Jon Trickett Urges Free Access as Bbcsport Final Goes Paywall
bbcsport faces a new UK access test next week as TNT Sport will not make the Champions League final free-to-air for the first time since the competition’s rebrand 34 years ago. Uefa still expects viewing figures to rise for Paris Saint-Germain v Arsenal, with an English club in the final for the first time in three years.
Jon Trickett Takes Aim
Jon Trickett wrote on X that "All major sporting finals should be free to watch on UK television" and said, "I’d like to see the government take action to ensure future events like the Champions League final are accessible to as many people as possible." His intervention lands as the match moves behind a paywall in the UK, changing how one of football’s biggest one-off games will be reached by casual viewers.
TNT Sport Changes Course
TNT Sport has opted to stream the final on HBO Max, which charges £4.99 a month for the cheapest subscription. HBO Max is available in more than 10 million UK households and at no extra cost for Sky Sports and Amazon Prime customers.

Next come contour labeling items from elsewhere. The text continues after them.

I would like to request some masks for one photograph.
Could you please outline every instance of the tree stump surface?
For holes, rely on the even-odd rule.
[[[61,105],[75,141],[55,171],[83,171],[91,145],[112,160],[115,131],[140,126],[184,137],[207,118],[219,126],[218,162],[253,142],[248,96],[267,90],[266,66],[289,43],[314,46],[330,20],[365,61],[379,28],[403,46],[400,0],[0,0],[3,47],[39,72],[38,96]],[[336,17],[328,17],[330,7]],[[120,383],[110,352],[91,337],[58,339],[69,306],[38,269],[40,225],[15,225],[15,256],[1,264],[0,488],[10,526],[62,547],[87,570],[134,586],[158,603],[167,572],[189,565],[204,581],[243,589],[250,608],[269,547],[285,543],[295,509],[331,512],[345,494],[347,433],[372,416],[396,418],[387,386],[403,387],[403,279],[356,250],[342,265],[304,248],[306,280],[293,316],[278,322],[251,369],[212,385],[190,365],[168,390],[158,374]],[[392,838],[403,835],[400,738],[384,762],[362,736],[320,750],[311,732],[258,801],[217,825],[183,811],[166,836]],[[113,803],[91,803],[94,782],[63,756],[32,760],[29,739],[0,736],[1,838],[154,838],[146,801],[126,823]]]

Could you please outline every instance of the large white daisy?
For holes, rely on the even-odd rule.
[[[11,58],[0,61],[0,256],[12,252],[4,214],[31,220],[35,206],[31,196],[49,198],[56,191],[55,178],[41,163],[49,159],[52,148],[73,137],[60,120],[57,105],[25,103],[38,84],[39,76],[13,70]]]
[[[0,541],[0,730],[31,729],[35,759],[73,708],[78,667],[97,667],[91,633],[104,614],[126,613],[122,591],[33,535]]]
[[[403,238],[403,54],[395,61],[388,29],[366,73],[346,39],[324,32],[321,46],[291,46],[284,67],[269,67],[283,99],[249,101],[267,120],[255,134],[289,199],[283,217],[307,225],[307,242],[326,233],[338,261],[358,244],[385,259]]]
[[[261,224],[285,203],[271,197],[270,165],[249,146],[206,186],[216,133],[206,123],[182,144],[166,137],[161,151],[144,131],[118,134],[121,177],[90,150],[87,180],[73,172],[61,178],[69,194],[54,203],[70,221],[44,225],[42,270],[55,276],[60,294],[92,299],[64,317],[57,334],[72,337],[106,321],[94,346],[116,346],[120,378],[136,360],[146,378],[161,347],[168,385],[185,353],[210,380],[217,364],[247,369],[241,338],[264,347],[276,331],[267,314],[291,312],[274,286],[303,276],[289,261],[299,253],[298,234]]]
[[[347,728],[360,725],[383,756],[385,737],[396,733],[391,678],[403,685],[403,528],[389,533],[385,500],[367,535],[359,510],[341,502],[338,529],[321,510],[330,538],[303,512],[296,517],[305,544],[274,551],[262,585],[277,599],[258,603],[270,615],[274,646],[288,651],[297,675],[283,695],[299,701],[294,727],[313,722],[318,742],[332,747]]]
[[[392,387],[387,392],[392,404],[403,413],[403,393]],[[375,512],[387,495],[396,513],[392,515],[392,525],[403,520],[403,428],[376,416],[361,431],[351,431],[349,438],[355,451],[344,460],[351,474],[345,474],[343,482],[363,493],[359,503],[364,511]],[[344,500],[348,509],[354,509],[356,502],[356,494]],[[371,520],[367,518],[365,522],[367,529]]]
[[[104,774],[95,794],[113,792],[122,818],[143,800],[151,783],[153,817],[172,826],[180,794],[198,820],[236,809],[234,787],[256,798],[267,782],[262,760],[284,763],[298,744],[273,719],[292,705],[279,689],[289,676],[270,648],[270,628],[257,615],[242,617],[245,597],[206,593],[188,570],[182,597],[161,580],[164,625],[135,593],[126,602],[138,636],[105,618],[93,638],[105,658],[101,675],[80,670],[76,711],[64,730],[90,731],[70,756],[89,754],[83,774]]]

That is the break from recent finals. An average audience of about 1 million watched the Champions League final for free on discovery+ over each of the past two seasons, while TNT’s viewing figures for the 2024 and 2025 finals were about 2.5 million. From 2015-16 until the 2022-23 season, the final was free on YouTube through the UK rights holder, and before that ITV showed it from 1992, when the European Cup became the Champions League.
Uefa Betting On Reach
Uefa’s commercial team is understood to be happy with TNT’s decision because it believes the move will deliver a bigger audience. The presence of an English club should lift interest a week on Saturday, and that is the practical reason the governing body expects far higher UK viewing figures even without free-to-air coverage.
For viewers, the choice is now narrower: pay £4.99 a month for the HBO route, use an existing Sky Sports or Amazon Prime tie-in, or miss the final on free-to-air television. The game’s reach is still projected to grow, but the way people get to it has shifted sharply.